Monday morning after a SMALL breakfast, we leisurely meandered to the Testaccio district, South West of the heart of Rome. We found the local market and wine shop as instructed by our pre-tour pack and watched the locals go by whilst sipping a coffee. No cappuccino after 11am in Italy it's the law!! It's suggested you shouldn't drink milk on a full stomach, hence not with a meal anytime after breakfast. As our fellow foodies joined us, Kenny our tour guide for the next few hours appeared.
After some quick introductions, we headed to the Testaccio covered market to meet some local celebrities and try some of their products. We sampled local cheeses such as buffalo mozzarella, various cured meats and 4 varieties of tomatoes from a possible 50. Rather than choose a type of tomato, Carmelo will ask you what you're cooking and TELL you which types you need!
|Cured meat in E Volpetti|
|Sampling tiramisu at Barberini|
As a breather from the food, we were shown around a local non-catholic cemetery for foreigners. This is the resting place of English poet John Keats, who when diagnosed with tuberculosis was told to seek Mediteranian climates to cure his illness. Alas, it didn't work and he died in 1821 in Italy.
Lunchtime brought us to a mountain, literally. Monte Testaccio is a mountain made of old un-recyclable terracotta pots from those they shipped in to Rome via the river. The broken clay was piled on top of each other year after year. One day a man decided to open a restaurant directly underneath it.
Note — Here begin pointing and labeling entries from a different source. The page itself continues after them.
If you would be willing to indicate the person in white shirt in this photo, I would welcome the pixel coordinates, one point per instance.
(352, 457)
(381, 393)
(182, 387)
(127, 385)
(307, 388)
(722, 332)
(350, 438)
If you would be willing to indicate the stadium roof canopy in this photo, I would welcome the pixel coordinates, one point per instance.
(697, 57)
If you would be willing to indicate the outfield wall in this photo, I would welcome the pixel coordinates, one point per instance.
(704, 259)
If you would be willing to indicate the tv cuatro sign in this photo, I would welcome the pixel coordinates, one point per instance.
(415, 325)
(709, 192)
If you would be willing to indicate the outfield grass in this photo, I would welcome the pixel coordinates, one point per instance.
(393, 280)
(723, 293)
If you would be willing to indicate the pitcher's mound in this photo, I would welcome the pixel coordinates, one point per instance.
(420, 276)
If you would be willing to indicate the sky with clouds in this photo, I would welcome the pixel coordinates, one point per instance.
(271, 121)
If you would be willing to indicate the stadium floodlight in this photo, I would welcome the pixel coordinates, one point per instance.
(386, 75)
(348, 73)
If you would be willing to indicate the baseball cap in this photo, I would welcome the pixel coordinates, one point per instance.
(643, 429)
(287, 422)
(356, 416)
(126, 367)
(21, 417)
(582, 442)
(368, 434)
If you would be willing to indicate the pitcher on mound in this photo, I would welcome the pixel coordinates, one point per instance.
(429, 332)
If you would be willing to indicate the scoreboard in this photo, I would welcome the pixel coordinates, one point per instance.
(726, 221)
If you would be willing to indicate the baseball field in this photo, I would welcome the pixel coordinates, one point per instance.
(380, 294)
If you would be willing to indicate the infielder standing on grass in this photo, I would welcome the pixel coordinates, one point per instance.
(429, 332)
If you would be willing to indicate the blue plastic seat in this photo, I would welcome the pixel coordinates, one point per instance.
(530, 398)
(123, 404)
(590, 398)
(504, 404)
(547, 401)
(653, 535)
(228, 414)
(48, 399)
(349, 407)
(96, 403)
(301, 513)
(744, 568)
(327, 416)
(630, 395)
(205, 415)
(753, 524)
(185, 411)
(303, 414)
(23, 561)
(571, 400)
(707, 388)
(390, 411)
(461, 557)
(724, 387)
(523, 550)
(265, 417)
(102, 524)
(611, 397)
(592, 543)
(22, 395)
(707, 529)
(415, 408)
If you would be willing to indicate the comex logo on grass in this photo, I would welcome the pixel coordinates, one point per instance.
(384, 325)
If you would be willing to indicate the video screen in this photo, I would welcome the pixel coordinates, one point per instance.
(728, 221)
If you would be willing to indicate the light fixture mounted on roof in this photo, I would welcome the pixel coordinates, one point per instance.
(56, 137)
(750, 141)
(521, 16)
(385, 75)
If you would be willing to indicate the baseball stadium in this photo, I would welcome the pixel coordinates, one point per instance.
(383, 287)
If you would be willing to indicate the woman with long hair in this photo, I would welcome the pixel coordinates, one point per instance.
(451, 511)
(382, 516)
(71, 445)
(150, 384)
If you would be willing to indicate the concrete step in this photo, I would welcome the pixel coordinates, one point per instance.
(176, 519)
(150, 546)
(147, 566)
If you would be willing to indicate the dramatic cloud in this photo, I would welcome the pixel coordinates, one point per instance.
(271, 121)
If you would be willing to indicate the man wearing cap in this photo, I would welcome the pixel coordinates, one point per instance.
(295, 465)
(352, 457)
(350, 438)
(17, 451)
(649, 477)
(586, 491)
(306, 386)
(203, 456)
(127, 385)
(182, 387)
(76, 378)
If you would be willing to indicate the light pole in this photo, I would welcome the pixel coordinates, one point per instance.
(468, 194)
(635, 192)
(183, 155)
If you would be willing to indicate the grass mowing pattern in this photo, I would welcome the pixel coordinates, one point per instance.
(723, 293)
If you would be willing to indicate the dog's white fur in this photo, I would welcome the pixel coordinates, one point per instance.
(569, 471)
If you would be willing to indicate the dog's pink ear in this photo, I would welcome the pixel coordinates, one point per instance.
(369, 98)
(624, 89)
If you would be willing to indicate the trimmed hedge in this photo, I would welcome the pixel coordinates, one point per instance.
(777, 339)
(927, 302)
People didn't think he would complete such as challenge and so when opening it, he called it Al Velavevodetto, which means "I told you so". For lunch we had three types of pasta washed down with a drop of wine.
After lunch Kenny took us to the old local slaughter house, Roma's old football stadium and to more food. This time we sampled a suppli which consists of rissoto rice in a breadcrumb ball. Italian post-pub fast food. Finally we finished at Giolitti, an ice cream parlour, where we had a lesson on the difference between gelato and ice cream (gelato less air, more natural colours, much nicer). We then tucked into some delicious gelato to round off an amazing food / history tour of Rome and the Testaccio area.